Bayangkan seorang pemimpin yang, dalam situasi genting, kehilangan kendali atas emosinya. Kata-kata yang keluar dari mulutnya tajam, penuh amarah, dan keputusan-keputusan yang diambilnya serampangan. Pemimpin seperti ini akan membuat keputusan yang dilandasi bukan oleh nalar dan pertimbangan matang, melainkan oleh ledakan kemarahan sesaat. Akibatnya, kebijakan yang diterapkan bisa sangat merugikan masyarakat luas, dan bahkan berpotensi memecah belah.
Pemimpin yang emosional dan temperamental cenderung memprioritaskan egonya daripada kepentingan umum. Ketika kritik datang, alih-alih menerima masukan dan berbenah diri, ia akan meledak, merasa diserang secara pribadi, dan mengambil tindakan balasan yang merugikan banyak pihak. Ini adalah ciri pemimpin yang tidak siap menerima kenyataan bahwa kepemimpinan bukan soal siapa yang selalu benar, tetapi tentang siapa yang mampu mendengarkan, memahami, dan mengambil langkah terbaik untuk semua orang.

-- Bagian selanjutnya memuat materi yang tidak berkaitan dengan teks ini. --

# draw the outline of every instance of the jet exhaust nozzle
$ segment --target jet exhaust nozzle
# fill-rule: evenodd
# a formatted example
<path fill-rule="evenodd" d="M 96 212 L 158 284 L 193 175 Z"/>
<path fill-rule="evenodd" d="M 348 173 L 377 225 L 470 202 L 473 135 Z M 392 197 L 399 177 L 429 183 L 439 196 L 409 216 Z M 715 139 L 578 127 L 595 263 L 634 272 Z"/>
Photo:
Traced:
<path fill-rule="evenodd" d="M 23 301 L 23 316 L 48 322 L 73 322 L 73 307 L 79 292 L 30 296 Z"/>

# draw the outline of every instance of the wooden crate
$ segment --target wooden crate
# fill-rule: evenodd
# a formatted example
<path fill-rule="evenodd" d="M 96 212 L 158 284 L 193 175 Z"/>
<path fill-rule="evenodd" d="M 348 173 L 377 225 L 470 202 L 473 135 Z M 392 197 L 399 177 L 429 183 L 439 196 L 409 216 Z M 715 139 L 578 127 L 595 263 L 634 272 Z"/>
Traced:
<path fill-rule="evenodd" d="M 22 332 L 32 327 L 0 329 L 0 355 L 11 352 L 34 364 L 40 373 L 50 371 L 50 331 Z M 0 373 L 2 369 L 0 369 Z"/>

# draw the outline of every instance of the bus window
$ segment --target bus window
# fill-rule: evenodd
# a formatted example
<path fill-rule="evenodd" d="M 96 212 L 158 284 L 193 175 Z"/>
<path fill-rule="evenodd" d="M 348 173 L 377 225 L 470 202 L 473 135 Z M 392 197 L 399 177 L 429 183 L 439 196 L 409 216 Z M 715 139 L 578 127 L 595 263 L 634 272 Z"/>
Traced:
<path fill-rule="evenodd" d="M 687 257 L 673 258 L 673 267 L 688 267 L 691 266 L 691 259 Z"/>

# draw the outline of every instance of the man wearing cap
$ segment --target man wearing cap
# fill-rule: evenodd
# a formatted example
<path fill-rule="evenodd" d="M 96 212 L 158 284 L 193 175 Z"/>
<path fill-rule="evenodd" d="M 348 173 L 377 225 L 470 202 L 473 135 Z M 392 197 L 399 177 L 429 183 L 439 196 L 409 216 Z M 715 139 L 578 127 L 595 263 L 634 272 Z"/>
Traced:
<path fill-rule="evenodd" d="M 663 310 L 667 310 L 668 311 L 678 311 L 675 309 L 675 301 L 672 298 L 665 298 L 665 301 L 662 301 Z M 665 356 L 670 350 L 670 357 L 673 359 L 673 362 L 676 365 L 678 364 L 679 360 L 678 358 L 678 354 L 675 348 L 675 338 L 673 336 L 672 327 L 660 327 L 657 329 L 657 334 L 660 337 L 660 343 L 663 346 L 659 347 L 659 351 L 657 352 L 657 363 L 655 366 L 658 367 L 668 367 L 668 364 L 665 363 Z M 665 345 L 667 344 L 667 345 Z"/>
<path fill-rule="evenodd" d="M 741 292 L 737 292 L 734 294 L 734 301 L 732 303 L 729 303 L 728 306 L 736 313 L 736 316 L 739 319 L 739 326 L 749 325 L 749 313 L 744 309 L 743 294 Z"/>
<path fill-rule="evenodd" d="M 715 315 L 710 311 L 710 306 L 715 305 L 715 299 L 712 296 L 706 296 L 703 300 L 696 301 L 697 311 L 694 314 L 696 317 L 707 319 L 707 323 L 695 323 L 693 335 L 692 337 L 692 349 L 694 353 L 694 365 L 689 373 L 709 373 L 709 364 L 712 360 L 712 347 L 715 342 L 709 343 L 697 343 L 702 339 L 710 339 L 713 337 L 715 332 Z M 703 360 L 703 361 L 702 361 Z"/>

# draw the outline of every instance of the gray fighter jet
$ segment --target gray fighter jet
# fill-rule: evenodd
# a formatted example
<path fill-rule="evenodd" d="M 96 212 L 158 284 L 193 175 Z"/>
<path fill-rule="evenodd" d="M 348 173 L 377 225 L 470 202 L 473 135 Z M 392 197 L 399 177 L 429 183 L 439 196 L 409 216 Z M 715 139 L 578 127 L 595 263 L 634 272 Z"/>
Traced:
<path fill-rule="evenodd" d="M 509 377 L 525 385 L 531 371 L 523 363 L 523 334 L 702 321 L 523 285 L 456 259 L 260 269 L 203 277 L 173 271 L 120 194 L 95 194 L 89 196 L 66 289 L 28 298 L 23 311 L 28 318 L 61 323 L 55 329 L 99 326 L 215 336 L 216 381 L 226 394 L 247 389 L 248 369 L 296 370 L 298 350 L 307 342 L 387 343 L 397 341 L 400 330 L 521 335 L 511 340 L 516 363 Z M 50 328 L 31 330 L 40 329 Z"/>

Inilah sebabnya kita harus berhati-hati dalam memilih pemimpin, terutama dalam pemilihan bupati. Seorang bupati adalah figur sentral yang akan menentukan arah pembangunan, kesejahteraan, dan harmoni sosial daerah. Jika pemimpin daerah kita adalah seseorang yang mudah tersulut emosinya, bagaimana mungkin kita berharap adanya pembangunan yang berkelanjutan dan adil?
Kepemimpinan bukan hanya tentang kemampuan memerintah, tetapi juga kemampuan mengendalikan diri. Kehebatan seorang pemimpin bukan hanya diukur dari kecerdasan Intelektual tetapi juga kecerdasan emosionalnya, jika tidak memiliki kecerdasan emosi yang baik maka kecerdasan Intelektualnya akan runtuh. Seorang pemimpin yang tidak bisa menjaga emosinya akan menjadi sumber konflik, bukan solusi. Mari kita jeli memilih calon bupati yang memiliki ketenangan, kebijaksanaan, dan kestabilan emosi. Pemimpin yang baik adalah pemimpin yang mampu meredam amarah, bukan yang menjadikan amarah sebagai alat untuk berkuasa.